На следующий день они вновь отплыли. На этот раз в дневное время, а поскольку японские самолеты все еще господствовали в небе, то десантники разделись и спрятали форменную одежду и оружие в трюмах шхун. Таким образом, они выглядели, как филиппинские рыбаки. Маскировка сработала, и вторая рота высадилась на острове Сулуян. Саймонс первым делом отправился на разведку японского гарнизона. Вот тогда-то он и увидел неприступную крепость.
Японский гарнизон укрылся на южной оконечности острова, в здании маяка, стоящего на плоской верхушке отвесной коралловой скалы высотой около сотни метров.
На западном склоне до середины скалы петляла тропинка, далее начинались вырубленные в скале ступеньки.

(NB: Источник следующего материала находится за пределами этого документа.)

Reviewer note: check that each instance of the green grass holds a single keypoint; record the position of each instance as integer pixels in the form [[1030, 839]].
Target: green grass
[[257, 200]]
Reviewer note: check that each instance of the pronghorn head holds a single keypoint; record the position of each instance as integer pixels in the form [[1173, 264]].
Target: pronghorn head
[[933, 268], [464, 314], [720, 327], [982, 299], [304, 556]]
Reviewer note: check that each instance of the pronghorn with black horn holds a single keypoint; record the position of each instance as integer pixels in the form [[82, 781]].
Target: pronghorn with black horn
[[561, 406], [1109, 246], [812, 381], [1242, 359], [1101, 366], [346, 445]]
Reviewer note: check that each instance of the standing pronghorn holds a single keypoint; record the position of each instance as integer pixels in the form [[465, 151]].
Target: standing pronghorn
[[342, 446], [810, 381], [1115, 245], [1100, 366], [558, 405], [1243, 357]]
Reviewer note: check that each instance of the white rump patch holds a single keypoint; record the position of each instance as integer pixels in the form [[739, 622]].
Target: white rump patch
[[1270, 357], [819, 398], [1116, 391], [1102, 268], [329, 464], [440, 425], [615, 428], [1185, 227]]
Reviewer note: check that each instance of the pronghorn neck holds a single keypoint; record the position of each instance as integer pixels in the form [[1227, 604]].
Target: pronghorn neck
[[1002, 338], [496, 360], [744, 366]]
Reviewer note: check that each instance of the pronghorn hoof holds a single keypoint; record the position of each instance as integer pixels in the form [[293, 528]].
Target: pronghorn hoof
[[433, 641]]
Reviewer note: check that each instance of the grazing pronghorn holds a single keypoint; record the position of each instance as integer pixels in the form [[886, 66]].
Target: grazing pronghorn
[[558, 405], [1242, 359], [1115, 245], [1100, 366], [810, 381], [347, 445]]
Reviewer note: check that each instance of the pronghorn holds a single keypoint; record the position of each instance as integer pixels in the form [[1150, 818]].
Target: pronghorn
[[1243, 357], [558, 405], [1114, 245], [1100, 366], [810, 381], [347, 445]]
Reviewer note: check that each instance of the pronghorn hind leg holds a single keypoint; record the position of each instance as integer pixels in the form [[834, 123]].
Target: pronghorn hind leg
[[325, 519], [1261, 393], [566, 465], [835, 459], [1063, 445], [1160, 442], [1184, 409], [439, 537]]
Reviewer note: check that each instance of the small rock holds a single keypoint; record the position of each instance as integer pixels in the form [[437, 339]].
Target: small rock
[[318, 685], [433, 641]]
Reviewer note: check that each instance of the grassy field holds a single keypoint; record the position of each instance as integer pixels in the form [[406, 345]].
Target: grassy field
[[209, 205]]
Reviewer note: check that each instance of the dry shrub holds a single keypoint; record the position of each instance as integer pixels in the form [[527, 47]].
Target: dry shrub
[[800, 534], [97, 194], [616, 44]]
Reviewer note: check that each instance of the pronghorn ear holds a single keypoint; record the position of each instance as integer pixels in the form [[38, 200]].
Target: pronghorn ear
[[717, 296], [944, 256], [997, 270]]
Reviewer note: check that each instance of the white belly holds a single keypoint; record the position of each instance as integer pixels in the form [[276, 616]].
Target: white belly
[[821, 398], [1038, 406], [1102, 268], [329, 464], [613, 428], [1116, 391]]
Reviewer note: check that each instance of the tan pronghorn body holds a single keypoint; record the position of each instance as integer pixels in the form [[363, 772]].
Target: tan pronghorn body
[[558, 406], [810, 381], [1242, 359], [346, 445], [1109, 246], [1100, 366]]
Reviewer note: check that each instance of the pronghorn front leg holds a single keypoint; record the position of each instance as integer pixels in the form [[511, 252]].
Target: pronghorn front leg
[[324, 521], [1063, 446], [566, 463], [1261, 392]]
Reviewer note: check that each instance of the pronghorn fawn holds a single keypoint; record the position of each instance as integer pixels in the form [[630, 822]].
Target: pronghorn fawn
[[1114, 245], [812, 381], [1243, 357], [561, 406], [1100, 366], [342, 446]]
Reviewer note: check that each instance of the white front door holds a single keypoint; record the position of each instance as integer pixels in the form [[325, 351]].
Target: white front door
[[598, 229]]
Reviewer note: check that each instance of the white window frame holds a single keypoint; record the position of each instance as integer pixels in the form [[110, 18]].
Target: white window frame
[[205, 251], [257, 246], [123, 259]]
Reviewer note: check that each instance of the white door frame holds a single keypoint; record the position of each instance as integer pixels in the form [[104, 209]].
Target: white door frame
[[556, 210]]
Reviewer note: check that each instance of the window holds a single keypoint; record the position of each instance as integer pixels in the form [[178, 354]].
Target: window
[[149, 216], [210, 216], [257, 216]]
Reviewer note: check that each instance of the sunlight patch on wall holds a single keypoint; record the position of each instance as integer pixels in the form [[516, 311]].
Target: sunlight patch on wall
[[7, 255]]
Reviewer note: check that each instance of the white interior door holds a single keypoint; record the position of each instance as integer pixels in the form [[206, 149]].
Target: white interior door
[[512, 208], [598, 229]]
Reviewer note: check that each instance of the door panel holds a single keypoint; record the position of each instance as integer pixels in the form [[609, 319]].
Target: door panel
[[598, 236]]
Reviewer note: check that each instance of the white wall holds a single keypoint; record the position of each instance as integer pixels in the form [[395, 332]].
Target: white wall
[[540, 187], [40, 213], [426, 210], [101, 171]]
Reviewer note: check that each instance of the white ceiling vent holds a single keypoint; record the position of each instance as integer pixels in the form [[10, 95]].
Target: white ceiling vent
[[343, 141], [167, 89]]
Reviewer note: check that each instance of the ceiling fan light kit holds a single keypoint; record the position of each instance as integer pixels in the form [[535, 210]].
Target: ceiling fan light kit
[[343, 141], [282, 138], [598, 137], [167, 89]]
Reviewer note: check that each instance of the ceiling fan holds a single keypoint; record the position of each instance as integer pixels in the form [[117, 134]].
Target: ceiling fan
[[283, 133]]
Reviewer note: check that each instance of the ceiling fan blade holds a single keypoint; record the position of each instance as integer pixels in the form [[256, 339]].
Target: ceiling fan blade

Пролеты лестницы и почти вся тропинка хорошо просматривались из двадцатиметрового маяка и построенных на верхушке скалы трех зданий, окна которых выходили как раз на тропу и ступеньки. Позиция для обороны была лучше не придумаешь: пара японцев могла сдерживать натиск пяти сотен подбирающихся к маяку десантников.
Но Саймонс считал, что к любой крепости всегда можно подобрать ключ.
Он принял решение подобраться к маяку с восточной стороны, карабкаясь по отвесной скале.
Наступление началось в час ночи второго ноября. Саймонс и четырнадцать его десантников подползли к подножью скалы прямо под гарнизоном. Они вымазали руки и лица сажей – ярко светила луна, а местность была открытая, как прерии в штате Айова. Чтобы не поднимать шума, они переговаривались жестами, на высокие шнурованные армейские башмаки натянули носки.
По сигналу Саймонса все принялись карабкаться вверх.
Острые грани кораллов до крови резали пальцы и ладони. Местами нельзя было отыскать опору для ног, но они продолжали упорно лезть, цепляясь друг за друга.
Десантники были совершенно беззащитны: если бы хоть один любопытствующий часовой глянул вниз с восточной стороны верхушки скалы, он вмиг обнаружил бы их и легко перестрелял бы одного за другим – на выбор.
Они проползли уже полпути, как вдруг раздался звонкий лязг металла. У кого-то стукнулся о коралловый выступ затвор винтовки. Все замерли, плотно прижавшись всем телом к скале. Саймонс затаил дыхание в ожидании выстрела сверху, означавшего начало кровавой бойни. Но выстрела не последовало.
Через десяток минут они снова принялись карабкаться.
Подъем длился целый час.
Первым одолел путь сам Саймонс. Он выполз на самую верхушку и почувствовал себя при ярком лунном свете совершенно незащищенным. Но японцев поблизости видно не было, хотя из одного низенького здания доносились их голоса. Он изготовился к стрельбе по маяку.
Стали выползать остальные солдаты. Атака начнется, как только они поднимут пулемет.
И вот пулемет показался на краю верхушки, но в этот момент какой-то заспанный японский солдат вывалился из казармы и поплелся к отхожему месту. Саймонс подал сигнал передовому дозорному, и тот подстрелил японца – винтовки заговорили. Саймонс сразу же кинулся к пулемету. Он ухватил одну сошку и патронный ящик, а пулеметчик – вторую сошку, так вдвоем они вытащили пулемет и открыли огонь. Ничего не соображающие японцы выскакивали из казармы прямо под смертоносный град пуль.
Через двадцать минут все кончилось. Около пятнадцати солдат противника были убиты. У отряда Саймонса оказалось двое раненых, убитых не было вовсе. А «неприступная» крепость пала.
Нет таких крепостей, к которым Саймонс не смог бы подобрать ключ.